I'm having a hard time converting a Map containing some integers as keys and a list of random strings as values.

E.g. :

1 = ["a", "b", "c"]
2 = ["a", "b", "z"]
3 = ["z"]

I want to transform it into a Map of distinct strings as keys and lists the integers as values.

E.g. :

a = [1, 2]
b = [1, 2]
c = [1]
z = [2,3]

Here's what I have so far:

Map<Integer, List<String>> integerListMap; // initial list is already populated

List<String> distinctStrings = new ArrayList<>();
SortedMap<String, List<Integer>> stringListSortedMap = new TreeMap<>();

for(Integer i: integers) {
    integerListMap.put(i, strings);
    distinctStrings.addAll(strings);
}

distinctStrings = distinctStrings.stream().distinct().collect(Collectors.toList());

for(String s : distinctStrings) {
    distinctStrings.put(s, ???);
}

Answer 1

There's no need to apply distinct() since you're storing the data into the Map and keys are guaranteed to be unique.

You can flatten the entries of the source map, so that only one string (let's call it name) and a single integer (let's call it number) would correspond to a stream element, and then group the data by string.

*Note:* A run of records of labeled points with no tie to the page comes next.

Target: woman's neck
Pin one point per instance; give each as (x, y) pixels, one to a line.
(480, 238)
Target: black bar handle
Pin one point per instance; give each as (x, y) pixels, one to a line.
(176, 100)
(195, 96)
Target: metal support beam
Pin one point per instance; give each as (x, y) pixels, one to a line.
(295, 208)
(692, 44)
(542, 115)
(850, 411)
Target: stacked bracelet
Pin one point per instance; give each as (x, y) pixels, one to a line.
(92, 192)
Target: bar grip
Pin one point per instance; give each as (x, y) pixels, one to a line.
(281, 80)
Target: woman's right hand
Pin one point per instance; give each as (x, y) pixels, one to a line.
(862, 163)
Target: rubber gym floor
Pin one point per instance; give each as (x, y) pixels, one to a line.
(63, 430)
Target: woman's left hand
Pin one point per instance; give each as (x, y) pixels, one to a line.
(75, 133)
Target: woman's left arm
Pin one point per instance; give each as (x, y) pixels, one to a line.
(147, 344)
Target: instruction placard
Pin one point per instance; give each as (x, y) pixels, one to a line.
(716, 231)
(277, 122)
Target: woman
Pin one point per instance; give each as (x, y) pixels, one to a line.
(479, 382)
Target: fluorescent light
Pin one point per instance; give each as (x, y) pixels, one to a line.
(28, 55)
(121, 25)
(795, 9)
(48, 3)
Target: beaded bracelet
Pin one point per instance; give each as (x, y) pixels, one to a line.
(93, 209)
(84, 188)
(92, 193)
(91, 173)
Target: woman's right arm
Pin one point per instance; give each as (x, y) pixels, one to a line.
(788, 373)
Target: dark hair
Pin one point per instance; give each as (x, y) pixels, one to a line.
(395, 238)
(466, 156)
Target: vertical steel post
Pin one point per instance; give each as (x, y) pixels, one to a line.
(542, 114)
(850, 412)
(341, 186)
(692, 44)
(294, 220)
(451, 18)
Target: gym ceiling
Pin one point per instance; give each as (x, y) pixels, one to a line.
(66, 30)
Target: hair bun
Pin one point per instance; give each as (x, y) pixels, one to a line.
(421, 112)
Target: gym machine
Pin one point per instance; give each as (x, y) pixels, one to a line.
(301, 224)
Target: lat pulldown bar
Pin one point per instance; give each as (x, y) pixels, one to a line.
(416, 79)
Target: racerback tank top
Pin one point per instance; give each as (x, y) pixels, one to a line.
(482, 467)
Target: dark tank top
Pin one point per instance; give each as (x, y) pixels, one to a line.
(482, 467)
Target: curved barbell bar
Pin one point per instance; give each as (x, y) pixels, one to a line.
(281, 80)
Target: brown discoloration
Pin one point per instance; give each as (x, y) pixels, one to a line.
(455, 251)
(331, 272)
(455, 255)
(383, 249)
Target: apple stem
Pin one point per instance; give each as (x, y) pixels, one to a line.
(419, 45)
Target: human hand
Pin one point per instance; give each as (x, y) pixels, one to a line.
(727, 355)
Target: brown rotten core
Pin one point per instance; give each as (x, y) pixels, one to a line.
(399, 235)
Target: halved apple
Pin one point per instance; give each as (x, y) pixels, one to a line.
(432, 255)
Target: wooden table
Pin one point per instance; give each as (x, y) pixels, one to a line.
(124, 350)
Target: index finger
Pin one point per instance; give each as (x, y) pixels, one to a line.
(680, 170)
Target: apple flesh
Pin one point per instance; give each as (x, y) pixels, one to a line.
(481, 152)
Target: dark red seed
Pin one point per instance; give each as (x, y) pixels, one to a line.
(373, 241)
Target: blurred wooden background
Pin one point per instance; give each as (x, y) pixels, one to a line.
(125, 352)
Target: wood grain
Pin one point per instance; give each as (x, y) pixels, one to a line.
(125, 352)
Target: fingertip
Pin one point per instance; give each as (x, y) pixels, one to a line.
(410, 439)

To implement this problem using streams, we can utilize flatMap() operation to perform one-to-many transformation. And it's a good practice to define a custom type for that purpose as a Java 16 record, or a class (you can also use a Map.Entry, but note that approach of using a custom type is more advantages because it allows writing self-documenting code).

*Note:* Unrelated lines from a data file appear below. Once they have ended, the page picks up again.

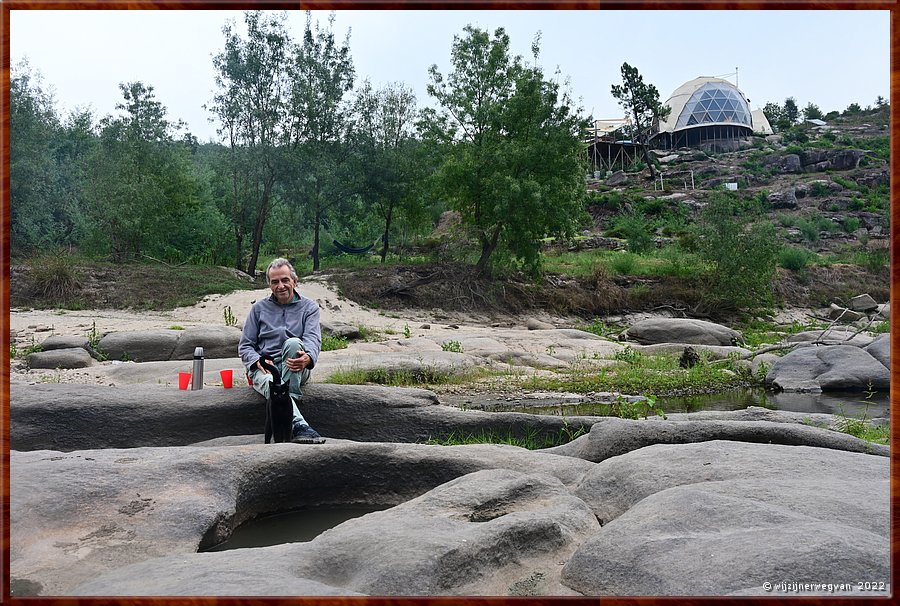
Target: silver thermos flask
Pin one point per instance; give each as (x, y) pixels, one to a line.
(197, 375)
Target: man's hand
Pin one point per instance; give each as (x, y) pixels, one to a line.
(299, 363)
(259, 366)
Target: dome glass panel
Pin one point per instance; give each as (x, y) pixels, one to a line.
(714, 102)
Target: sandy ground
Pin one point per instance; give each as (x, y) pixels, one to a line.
(28, 327)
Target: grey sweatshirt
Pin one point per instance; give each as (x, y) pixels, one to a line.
(269, 324)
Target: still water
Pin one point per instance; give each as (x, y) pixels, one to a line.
(295, 526)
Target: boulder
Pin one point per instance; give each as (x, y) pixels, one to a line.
(71, 417)
(842, 314)
(140, 345)
(722, 518)
(863, 303)
(880, 349)
(71, 357)
(785, 163)
(613, 437)
(829, 367)
(130, 522)
(783, 199)
(836, 335)
(216, 341)
(845, 159)
(682, 330)
(535, 324)
(65, 342)
(715, 352)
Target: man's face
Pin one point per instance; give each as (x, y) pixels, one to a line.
(282, 284)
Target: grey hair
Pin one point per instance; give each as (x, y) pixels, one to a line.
(282, 262)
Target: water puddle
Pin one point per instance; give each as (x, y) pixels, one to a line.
(296, 526)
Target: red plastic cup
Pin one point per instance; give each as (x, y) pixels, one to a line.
(226, 378)
(184, 379)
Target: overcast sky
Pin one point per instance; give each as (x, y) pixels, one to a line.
(832, 58)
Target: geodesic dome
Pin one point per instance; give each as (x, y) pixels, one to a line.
(705, 109)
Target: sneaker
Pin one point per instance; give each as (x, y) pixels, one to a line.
(304, 434)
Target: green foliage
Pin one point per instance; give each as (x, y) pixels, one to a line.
(860, 426)
(332, 342)
(635, 227)
(230, 320)
(742, 254)
(795, 259)
(641, 103)
(55, 278)
(812, 112)
(640, 374)
(453, 346)
(599, 328)
(427, 375)
(851, 224)
(818, 189)
(511, 159)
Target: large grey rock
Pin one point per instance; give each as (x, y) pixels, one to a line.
(880, 349)
(613, 437)
(863, 303)
(834, 336)
(73, 417)
(724, 518)
(65, 342)
(91, 518)
(843, 314)
(216, 341)
(140, 345)
(829, 367)
(72, 357)
(715, 352)
(682, 330)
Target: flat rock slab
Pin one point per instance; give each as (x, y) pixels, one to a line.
(75, 517)
(828, 368)
(722, 518)
(681, 330)
(71, 357)
(157, 345)
(613, 437)
(74, 417)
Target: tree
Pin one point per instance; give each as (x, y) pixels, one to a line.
(791, 112)
(773, 113)
(321, 73)
(45, 207)
(512, 162)
(386, 153)
(742, 252)
(142, 183)
(812, 112)
(641, 103)
(251, 78)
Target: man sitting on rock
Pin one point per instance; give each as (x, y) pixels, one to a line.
(284, 330)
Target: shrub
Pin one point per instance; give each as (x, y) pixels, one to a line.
(624, 264)
(54, 277)
(331, 343)
(742, 254)
(454, 346)
(794, 259)
(851, 224)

In order to collect the data into a TreeMap you can make use of the three-args version of groupingBy() which allows to specify mapFactory.

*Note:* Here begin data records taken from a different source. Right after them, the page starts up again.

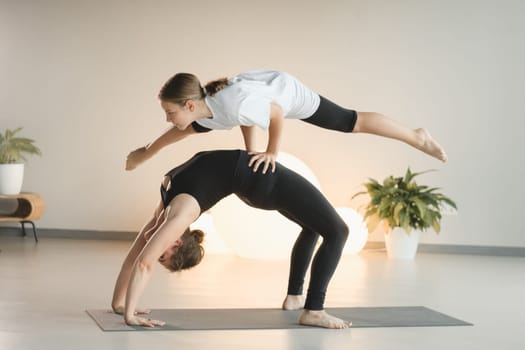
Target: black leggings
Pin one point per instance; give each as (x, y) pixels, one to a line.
(331, 116)
(298, 200)
(212, 175)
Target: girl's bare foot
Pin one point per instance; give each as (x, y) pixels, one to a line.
(430, 146)
(319, 318)
(293, 302)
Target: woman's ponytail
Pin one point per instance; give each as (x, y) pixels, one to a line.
(215, 86)
(190, 252)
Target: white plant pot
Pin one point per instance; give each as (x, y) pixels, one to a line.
(11, 178)
(400, 245)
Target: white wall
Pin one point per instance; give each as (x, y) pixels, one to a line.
(82, 78)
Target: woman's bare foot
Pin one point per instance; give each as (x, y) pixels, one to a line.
(293, 302)
(429, 145)
(319, 318)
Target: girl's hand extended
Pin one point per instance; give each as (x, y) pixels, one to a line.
(265, 158)
(120, 310)
(145, 322)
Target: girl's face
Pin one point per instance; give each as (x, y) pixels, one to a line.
(180, 116)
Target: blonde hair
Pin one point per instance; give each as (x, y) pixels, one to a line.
(186, 86)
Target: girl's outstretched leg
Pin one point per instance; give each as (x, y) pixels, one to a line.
(378, 124)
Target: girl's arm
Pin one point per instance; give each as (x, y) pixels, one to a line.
(182, 211)
(140, 155)
(274, 139)
(121, 285)
(248, 133)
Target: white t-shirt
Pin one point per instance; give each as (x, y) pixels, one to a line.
(247, 98)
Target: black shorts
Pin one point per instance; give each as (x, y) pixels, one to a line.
(331, 116)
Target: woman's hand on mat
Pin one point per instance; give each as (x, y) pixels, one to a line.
(266, 159)
(141, 321)
(136, 157)
(120, 310)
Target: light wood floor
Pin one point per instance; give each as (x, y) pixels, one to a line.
(45, 288)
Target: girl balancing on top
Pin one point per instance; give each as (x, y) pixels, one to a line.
(264, 98)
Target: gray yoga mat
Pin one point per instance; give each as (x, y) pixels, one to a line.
(234, 319)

record NameNumber(String name, Integer number) {}
        
Map<Integer, List<String>> dataByProvider = Map.of(
    1, List.of("a", "b", "c"),
    2, List.of("a", "b", "z"),
    3, List.of("z")
);
        
NavigableMap<String, List<Integer>> numbersByName = dataByProvider.entrySet().stream()
    .flatMap(entry -> entry.getValue().stream()
        .map(name -> new NameNumber(name, entry.getKey()))
    )
    .collect(Collectors.groupingBy(
        NameNumber::name,
        TreeMap::new,
        Collectors.mapping(NameNumber::number, Collectors.toList())
    ));
    
numbersByName.forEach((name, numbers) -> System.out.println(name + " -> " + numbers));

Output:

a -> [2, 1]
b -> [2, 1]
c -> [1]
z -> [3, 2]

Sidenote: while using TreeMap it's more beneficial to use NavigableMap as an abstract type because it allows to access methods like higherKey(), lowerKey(), firstEntry(), lastEntry(), etc. which are declared in the SortedMap interface.

Answer 2

Iterate over your source map's value and put each value into the target map.

final Map<String, List<Integer>> target = new HashMap<>();
for (final Map.Entry<Integer, List<String>> entry = source.entrySet()) {
  for (final String s : entry.getValue()) {
    target.computeIfAbsent(s, k -> new ArrayList<>()).add(entry.getKey());
  }
}

Or with the Stream API by abusing Map.Entry to build the inverse:

final Map<String, List<Integer>> target = source.entrySet()
  .stream()
  .flatMap(e -> e.getValue().stream().map(s -> Map.entry(s, e.getKey()))
  .collect(Collectors.groupingBy(e::getKey, Collectors.mapping(e::getValue, Collectors.toList())));

Although this might not be as clear as introducing a new custom type to hold the inverted mapping.

Another alternative would be using a bidirectial map. Many libraries come implementations of these, such as Guava.